What made the METR paper interesting was that they studied real projects, in the real world. We all know LLMs can solve well bounded problems in their data sets.

As for 3 I've seen a lot of broken nonsense. Let me know when someone vibe codes up a new mobile operating system or a competitor to KDE and Gnome lol

keeda 2 days ago | parent [-]

> a search is complete bullshit because it puts the onus on the other person to discredit the gargantuan amount of data you've flooded them with.

Alternatively, a search is a way to show that basing your opinions on limited personal experience or a single source is silly given the vast amount of other research out there that largely contradicts it. Worse if that single source itself happens to have flaws that are not sufficiently discussed, e.g. at least one of the 16 participants from the METR study deliberately filtered out large tasks that he strongly prefered do only with AI -- what does that mean for its results?
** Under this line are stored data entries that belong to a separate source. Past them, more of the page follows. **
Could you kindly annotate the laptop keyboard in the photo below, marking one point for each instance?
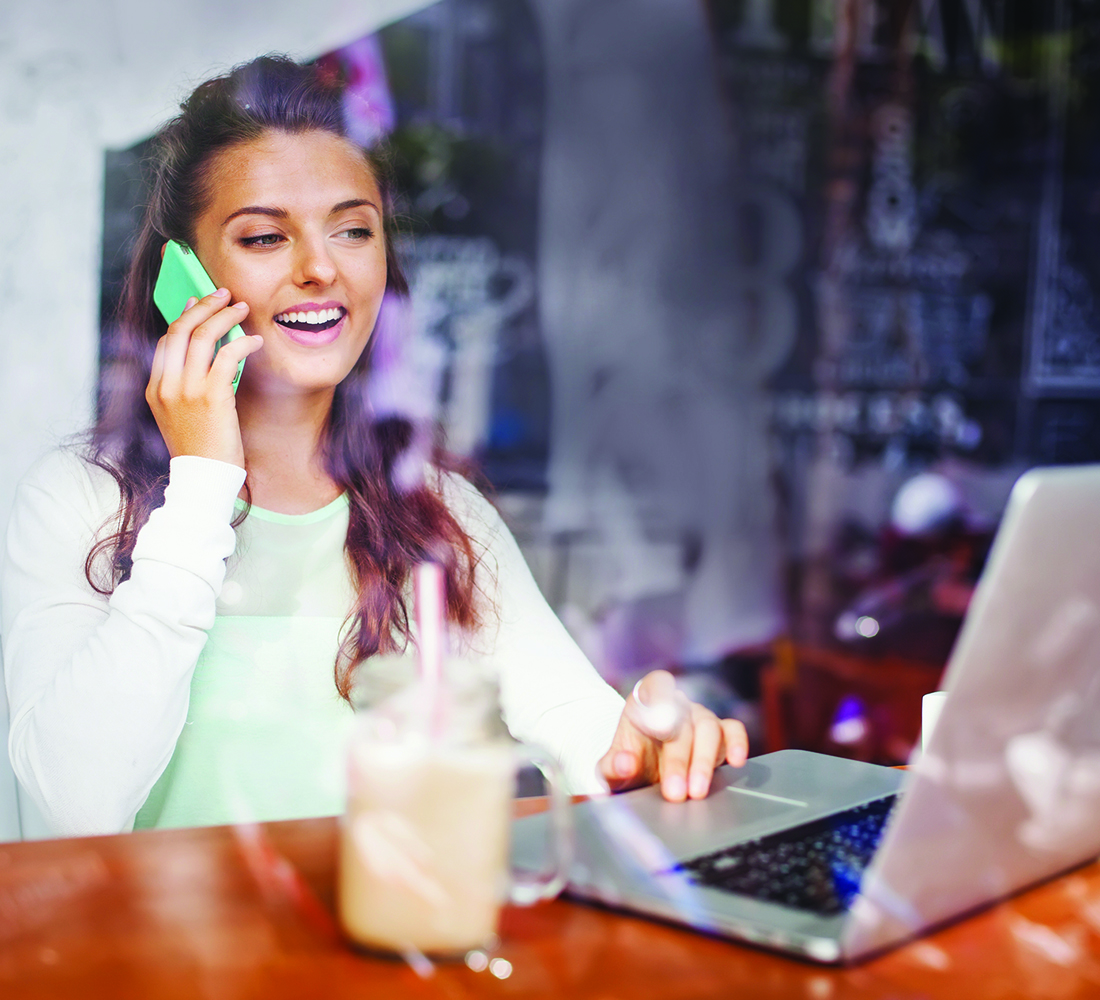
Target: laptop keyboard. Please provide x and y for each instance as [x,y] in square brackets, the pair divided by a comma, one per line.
[815,867]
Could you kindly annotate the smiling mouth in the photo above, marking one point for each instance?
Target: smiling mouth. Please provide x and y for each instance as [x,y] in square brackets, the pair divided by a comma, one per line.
[311,321]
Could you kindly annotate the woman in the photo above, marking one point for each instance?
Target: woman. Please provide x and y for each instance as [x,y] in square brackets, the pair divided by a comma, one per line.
[177,595]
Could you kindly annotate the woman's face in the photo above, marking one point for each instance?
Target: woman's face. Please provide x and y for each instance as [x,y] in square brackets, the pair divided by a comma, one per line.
[294,228]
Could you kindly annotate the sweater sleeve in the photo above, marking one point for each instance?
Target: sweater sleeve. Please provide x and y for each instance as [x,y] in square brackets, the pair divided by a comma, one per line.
[99,687]
[551,695]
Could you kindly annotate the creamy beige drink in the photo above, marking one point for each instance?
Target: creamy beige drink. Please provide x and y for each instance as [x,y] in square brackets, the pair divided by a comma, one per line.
[424,852]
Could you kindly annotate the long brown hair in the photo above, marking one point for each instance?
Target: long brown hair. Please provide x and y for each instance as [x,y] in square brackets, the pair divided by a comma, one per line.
[392,526]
https://xcancel.com/ruben_bloom/status/1943536052037390531

> Many of the studies in that search don't have anything to do with programming at all.
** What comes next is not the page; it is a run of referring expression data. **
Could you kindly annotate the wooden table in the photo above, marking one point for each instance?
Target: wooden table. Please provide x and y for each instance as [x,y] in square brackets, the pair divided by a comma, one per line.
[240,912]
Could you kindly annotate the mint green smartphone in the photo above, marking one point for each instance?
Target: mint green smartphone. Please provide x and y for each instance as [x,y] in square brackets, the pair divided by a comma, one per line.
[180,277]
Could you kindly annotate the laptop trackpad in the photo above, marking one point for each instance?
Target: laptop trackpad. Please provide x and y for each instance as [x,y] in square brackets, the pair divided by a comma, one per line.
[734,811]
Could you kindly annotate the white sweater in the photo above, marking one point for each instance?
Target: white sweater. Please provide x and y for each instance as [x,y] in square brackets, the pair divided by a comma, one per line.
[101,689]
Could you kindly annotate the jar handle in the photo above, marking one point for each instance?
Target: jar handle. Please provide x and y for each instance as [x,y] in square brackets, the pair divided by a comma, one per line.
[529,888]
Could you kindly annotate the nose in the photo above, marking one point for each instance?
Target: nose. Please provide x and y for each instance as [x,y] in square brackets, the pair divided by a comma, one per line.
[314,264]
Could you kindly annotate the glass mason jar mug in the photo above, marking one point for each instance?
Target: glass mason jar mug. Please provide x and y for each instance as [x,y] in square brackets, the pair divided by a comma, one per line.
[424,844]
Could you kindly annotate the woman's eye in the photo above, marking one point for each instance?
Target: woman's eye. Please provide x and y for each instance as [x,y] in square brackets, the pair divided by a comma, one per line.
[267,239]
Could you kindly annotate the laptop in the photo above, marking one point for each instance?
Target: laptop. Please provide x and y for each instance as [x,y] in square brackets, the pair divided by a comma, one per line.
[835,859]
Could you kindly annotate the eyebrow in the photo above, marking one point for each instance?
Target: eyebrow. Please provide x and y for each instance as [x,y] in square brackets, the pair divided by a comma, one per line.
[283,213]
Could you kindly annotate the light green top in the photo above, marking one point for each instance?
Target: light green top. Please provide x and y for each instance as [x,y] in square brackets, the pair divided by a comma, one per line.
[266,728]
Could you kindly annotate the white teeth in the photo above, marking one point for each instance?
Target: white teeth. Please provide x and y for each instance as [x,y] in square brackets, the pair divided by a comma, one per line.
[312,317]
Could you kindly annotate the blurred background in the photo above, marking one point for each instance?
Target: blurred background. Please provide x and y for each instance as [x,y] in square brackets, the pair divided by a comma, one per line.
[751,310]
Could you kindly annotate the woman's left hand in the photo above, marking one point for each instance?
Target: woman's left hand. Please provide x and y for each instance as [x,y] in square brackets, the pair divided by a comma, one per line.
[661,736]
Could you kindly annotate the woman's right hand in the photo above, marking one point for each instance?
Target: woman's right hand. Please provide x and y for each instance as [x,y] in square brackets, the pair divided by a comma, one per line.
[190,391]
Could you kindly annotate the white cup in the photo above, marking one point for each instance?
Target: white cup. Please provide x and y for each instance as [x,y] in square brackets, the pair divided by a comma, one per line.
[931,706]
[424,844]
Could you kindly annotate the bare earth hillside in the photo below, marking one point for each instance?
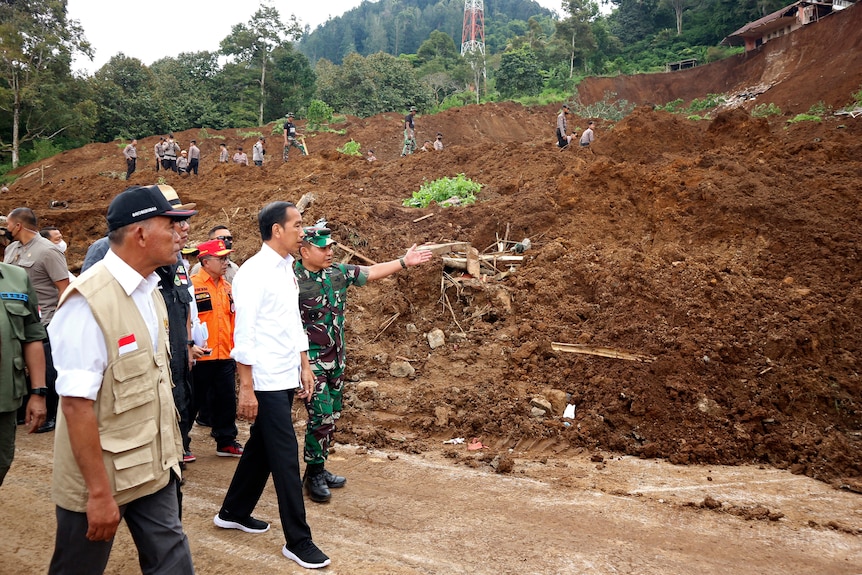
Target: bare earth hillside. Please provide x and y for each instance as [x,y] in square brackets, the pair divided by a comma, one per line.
[728,250]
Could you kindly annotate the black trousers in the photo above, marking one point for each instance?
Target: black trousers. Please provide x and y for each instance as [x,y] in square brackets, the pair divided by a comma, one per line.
[561,139]
[153,521]
[271,450]
[215,383]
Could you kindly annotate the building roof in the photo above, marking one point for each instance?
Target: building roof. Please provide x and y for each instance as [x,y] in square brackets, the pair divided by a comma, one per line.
[769,23]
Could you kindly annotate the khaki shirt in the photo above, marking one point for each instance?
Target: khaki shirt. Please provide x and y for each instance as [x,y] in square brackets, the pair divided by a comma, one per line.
[46,265]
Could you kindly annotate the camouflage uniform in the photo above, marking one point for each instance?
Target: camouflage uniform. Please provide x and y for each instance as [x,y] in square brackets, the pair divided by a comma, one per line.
[322,297]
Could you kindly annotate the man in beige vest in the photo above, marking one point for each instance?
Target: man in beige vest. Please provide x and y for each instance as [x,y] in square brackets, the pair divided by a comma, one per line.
[117,447]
That's fair, but unfortunately due to the limits of keyword search. For instance "medical coding" is not programming-related at all, but is being impacted by LLMs and gets caught in the keyword search ¯\_ (ツ)_/¯

Anyway if your preference is "real-world projects", here are a couple specific studies (including one that I had already separately mentioned in the linked comment) at much larger scales that show significant productivity boosts of LLM-assisted programming at doing their regular, day-job tasks:

https://papers.ssrn.com/sol3/papers.cfm?abstract_id=4945566 (4867 developers across 3 large companies including Microsoft)

https://www.bis.org/publ/work1208.pdf (1219 programmers at a Chinese BigTech)

There are many more, but I left them out as they are based on other methodologies such as the use of standardized tasks for better comparability, or empirical analysis of open-source commits, or developer surveys, or student projects, which may get dismissed as "not an RCT on real-world tasks." Interestingly they all show comparable, positive results, so consider that it's not as straightforward to dismiss other studies as being irrelevant.